Schrier won reelection in 2020 and is now in her second term. She’s being challenged in her bid for a third term by several Republicans, including King County Councilmember Reagan Dunn, the son of one of the Republicans who used to hold the seat, former United States Representative Jennifer Dunn.
Schrier needs suburban and exurban voters to be enthusiastic about voting Democratic to have the best chance of defeating Dunn or one of his fellow Republicans this autumn. This new data suggests that enthusiasm is building.
While this is a statewide finding — generic ballot questions like this are not district or contest-specific, which is why they are so named — we can see from looking at the crosstabs that momentum for Democrats is growing in the portions of the state that Kim Schrier and her Republican opposition will be competing in.

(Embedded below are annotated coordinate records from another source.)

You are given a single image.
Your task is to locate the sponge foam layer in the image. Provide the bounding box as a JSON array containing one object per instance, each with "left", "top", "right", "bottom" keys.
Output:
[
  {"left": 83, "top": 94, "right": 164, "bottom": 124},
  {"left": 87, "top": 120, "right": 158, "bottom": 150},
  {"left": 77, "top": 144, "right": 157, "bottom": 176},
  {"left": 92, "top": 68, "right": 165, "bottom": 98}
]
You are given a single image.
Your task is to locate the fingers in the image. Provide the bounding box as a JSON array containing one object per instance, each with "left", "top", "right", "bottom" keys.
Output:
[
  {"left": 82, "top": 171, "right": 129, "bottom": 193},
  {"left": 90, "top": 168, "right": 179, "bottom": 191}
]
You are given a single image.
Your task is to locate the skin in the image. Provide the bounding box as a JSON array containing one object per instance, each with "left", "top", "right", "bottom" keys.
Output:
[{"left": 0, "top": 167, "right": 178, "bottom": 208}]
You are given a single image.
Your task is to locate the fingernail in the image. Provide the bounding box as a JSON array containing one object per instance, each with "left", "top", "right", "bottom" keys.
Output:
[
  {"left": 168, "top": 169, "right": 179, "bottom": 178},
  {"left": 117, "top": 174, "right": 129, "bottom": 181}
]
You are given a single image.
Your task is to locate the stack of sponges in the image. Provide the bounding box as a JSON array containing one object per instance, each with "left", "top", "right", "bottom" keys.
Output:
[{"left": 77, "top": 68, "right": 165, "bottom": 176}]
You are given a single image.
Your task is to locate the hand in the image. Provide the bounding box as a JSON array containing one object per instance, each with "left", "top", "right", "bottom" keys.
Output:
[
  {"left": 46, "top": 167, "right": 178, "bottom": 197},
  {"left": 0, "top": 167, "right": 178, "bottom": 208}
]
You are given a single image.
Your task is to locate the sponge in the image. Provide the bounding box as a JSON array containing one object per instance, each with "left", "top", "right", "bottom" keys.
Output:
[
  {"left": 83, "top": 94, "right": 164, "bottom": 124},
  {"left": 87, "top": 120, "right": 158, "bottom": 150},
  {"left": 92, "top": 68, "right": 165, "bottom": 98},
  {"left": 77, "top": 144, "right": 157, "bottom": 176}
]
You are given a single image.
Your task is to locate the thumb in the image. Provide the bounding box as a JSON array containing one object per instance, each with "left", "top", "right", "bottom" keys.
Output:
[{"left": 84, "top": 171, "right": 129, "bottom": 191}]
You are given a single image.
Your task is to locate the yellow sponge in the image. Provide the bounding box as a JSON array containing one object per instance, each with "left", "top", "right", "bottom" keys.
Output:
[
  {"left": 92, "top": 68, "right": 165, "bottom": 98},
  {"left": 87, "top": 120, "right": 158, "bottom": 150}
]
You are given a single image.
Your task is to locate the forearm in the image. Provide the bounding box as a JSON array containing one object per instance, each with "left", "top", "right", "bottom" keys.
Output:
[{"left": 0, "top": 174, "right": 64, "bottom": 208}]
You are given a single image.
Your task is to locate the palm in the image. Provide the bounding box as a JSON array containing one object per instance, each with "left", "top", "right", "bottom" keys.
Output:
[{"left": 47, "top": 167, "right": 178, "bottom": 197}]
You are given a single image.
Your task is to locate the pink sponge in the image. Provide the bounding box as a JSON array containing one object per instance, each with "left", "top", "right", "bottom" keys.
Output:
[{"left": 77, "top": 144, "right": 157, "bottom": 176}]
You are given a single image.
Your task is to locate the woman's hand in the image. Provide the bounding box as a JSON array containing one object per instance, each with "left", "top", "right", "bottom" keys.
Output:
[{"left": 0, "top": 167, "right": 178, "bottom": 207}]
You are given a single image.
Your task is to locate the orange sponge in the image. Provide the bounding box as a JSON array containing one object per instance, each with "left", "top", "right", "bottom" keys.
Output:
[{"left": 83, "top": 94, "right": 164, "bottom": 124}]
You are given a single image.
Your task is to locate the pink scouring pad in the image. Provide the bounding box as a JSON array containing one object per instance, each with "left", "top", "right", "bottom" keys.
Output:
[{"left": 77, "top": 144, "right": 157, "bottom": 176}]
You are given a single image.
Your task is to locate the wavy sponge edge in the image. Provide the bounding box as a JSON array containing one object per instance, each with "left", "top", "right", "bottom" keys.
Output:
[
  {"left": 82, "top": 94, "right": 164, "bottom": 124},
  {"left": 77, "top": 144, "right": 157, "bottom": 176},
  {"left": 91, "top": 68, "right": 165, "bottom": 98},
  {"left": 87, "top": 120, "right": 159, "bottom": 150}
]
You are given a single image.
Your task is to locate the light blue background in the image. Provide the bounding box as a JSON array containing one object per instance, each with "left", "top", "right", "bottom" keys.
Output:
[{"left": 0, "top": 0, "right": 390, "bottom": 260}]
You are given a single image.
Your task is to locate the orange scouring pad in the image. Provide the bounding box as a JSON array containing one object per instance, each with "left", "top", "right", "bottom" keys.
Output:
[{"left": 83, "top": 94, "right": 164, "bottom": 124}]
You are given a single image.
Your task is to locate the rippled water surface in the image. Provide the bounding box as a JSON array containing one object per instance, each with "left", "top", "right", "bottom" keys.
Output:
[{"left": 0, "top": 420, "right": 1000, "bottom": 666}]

For example, in King County, Democrats have a forty-point countywide advantage on the generic congressional ballot, up from twenty-three points in February. That’s significant. East King County powered Schrier’s 2018 and 2020 victories, and might just do so again in 2022 despite Republicans’ expectations.
Here is the text of the question we asked and the statewide numbers again:
QUESTION: If the general election for the United States House of Representatives were being held today, would you vote for the Democratic or Republican candidate from your district?
- Democratic candidate: 51%
- Republican candidate: 39%
- Not sure: 10%
Our survey of 1,039 likely 2022 Washington State voters was in the field from Wednesday, June 1st through Thursday, June 2nd, 2022.
It utilizes a blended methodology, with automated phone calls to landlines (50%) and text message answers from cell phone only respondents (50%).
The poll was conducted by Public Policy Polling for the Northwest Progressive Institute and has a margin of error of +/- 3.0% at the 95% confidence interval.
Kim Schrier’s campaign is one of many sponsors of NPI’s research, but had no involvement in the design or execution of this survey or the release of this finding.
Senator Patty Murray also appears to benefiting from increased enthusiasm for Democrats. As we reported last week, Murray has widened her lead over likely Republican opponent Tiffany Smiley from nine points in February to eleven points. It’s the first time this cycle that Murray’s lead has widened between two of our statewide research polls as opposed to narrowing.
We’ll be releasing additional findings from this survey as the week progresses.